Beispiel 1 : Durchschnittlicher Alleinerziehenden-Haushalt in München
- Im Jahr 2021 lag die Wohnkostenbelastung für Alleinerziehende bei durchschnittlich 43 Prozent des verfügbaren Haushaltsnettoeinkommens.
- Im Vergleich zu 2022 ist die Bruttokaltmiete nur unwesentlich gestiegen, dafür aber haben sich die Energiekosten mehr als verdoppelt, von 62 Euro auf 130 Euro. Die Energiekostenbelastung ist dadurch von 3 auf 6 Prozent gestiegen.
- Die Wohnkostenbelastung insgesamt stieg von 2021 bis 2022 von 43 Prozent auf 46 Prozent.
2021 | 2022 | |
Verfügbares durchschnittlich Haushaltsnettoeinkommen |
2.242 € | 2320 € |
Bruttokaltmiete ** | 906 | 936 |
Energiekosten | 62 | 130 |
Energiekostenbelastung | 3 % | 6 % |
Wohnkostenbelastung kalt | 40 % | 40 % |
Wohnkostenbelastung warm | 43 % | 46 % |
Beispiel 2: Durchschnittlicher Haushalt mit zwei Kindern in München
- Im Jahr 2021 lag die Wohnkostenbelastung für Haushalte mit zwei Kindern in München durchschnittlich bei 34 Prozent.
- Auch hier haben sich die Energiekosten im Jahr 2022 mehr als verdoppelt (von 94 Euro auf 196). Die Energiekostenbelastung stieg dadurch von 2 auf 4 Prozent.
- Die gesamte Wohnkostenbelastung stieg so von 34 auf 36 Prozent.
2021 | 2022 | |
Verfügbares durchschn. Haushaltsnettoeinkommen | 4.288 | 4.437 |
Bruttokaltmiete ** | 1.373 | 1.418 |
Energiekosten | 94 | 196 |
Energiekostenbelastung | 2 % | 4 % |
Wohnkostenbelastung kalt | 32 % | 32 % |
Wohnkostenbelastung warm | 34 % | 36 % |
**Bruttokaltmiete ist die Nettokaltmiete plus kalte Nebenkosten
Forderungen des DMB zur Begrenzung des Wohnkostenanstiegs
– Umsetzung eines zeitlich befristeten Mietenstopps: Um Mieterhaushalte nicht noch weiter finanziell zu überfordern, sind Mieterhöhungen in bestehenden Mietverhältnissen differenziert nach Wohnungsmärkten für 6 Jahre stärker zu begrenzen.
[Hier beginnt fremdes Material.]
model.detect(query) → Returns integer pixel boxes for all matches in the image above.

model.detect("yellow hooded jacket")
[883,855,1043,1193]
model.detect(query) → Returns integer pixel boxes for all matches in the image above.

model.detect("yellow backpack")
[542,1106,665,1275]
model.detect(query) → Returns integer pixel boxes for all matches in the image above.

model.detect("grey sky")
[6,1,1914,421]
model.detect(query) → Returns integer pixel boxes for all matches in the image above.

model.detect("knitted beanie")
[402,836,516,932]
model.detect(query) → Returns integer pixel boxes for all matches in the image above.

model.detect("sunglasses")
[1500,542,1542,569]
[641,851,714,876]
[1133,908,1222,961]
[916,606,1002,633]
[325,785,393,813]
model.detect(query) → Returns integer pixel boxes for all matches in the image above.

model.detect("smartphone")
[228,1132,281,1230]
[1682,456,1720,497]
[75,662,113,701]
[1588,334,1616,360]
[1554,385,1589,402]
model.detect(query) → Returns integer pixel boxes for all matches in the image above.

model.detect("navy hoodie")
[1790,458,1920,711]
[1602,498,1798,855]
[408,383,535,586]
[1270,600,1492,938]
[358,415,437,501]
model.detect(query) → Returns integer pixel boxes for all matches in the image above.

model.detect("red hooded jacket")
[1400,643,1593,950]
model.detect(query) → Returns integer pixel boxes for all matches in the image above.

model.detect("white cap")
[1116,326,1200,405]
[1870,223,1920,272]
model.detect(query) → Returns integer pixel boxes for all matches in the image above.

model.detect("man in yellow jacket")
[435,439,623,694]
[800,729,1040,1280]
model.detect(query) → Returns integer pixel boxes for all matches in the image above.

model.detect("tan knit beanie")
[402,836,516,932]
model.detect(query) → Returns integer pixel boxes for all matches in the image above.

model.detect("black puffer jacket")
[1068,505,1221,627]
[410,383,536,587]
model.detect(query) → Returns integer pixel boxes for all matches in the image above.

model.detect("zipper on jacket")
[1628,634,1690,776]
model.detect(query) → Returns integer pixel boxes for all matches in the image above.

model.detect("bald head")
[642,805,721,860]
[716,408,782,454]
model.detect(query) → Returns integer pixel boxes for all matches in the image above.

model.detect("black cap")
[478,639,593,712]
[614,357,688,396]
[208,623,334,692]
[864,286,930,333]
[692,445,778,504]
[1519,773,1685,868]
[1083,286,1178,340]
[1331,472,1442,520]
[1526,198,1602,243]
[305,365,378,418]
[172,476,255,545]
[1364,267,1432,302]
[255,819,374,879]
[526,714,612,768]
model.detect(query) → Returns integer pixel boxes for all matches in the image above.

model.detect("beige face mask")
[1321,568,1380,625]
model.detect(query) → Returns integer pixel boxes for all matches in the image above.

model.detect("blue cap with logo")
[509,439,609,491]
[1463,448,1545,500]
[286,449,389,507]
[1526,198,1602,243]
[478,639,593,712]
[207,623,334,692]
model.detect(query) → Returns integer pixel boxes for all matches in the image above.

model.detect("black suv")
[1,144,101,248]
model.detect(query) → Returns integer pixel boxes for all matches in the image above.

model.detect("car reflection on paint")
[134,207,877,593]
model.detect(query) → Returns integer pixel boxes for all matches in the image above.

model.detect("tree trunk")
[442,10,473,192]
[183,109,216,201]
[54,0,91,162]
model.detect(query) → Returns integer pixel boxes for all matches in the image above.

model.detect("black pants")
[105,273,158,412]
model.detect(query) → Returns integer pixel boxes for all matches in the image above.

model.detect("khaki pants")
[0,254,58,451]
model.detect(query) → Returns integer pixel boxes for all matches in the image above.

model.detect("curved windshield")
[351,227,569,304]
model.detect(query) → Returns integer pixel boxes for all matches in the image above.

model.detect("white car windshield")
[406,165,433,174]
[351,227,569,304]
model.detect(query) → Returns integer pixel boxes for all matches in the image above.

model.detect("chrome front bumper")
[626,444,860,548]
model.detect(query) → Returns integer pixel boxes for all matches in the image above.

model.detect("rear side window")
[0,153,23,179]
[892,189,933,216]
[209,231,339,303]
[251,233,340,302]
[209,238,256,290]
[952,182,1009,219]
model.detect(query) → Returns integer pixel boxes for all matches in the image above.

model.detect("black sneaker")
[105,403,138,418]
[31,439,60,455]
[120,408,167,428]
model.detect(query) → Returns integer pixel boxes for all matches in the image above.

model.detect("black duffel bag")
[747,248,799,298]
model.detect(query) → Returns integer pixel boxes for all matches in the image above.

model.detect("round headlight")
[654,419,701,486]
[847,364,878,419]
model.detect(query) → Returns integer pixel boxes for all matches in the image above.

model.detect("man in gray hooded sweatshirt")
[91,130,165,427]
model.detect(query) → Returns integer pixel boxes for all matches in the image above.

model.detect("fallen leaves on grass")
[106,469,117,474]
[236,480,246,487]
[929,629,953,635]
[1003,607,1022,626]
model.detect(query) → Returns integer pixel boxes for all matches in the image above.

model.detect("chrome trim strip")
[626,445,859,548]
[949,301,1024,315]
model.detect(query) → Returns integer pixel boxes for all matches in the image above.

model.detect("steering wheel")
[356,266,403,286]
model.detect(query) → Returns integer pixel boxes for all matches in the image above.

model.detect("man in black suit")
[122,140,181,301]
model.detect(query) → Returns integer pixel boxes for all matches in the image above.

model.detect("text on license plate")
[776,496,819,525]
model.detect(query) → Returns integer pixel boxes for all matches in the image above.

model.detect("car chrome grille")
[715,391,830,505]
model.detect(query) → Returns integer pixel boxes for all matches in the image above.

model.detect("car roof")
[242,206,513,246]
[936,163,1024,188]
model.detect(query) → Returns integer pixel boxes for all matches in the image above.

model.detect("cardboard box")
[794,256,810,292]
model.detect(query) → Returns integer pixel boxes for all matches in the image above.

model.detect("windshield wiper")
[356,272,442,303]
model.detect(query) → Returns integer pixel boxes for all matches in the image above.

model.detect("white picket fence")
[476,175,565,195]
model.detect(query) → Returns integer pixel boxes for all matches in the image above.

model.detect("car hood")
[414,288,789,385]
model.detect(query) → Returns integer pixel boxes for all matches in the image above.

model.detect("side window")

– Die Mietpreisbremse muss deutlich nachgeschärft werden und bundesweit gelten. Die Ausnahmen von der Mietpreisbremse müssen gestrichen werden und die Mietpreisüberhöhung ist effektiver zu bekämpfen.
– Das Verbot von Indexmietverträgen bei Neu- und Wiedervermietungen muss gesetzlich umgesetzt und für laufende Indexmietverträge eine Kappungsgrenze eingezogen werden.
– Ein Kündigungsmoratorium, das sicherstellt, dass niemand gekündigt werden darf, der wegen stark gestiegener Heiz- und Warmwasserkosten seine Betriebskostenabrechnung oder hohe Preisanpassungen nicht fristgerecht bezahlen kann.
– Der Bestand an Sozialwohnungen muss bis zum Jahr 2030 von aktuell 1,1 Millionen auf mindestens 2 Millionen aufgestockt werden. Dafür brauchen wir die Fertigstellung von jährlich mindestens 100.000 Sozialwohnungen.
– Die im Koalitionsvertrag vereinbarte Einführung einer neuen Wohnungsgemeinnützigkeit ist 2023 umzusetzen, um im Mietwohnungsmarkt ein dauerhaft preisgebundenes bzw. bezahlbares Segment zu etablieren.
– Zur Umsetzung dieser Ziele schlägt der Deutsche Mieterbund ein Sondervermögen in Höhe von 50 Mrd. Euro für den sozialen und gemeinnützigen Wohnungsbau vor.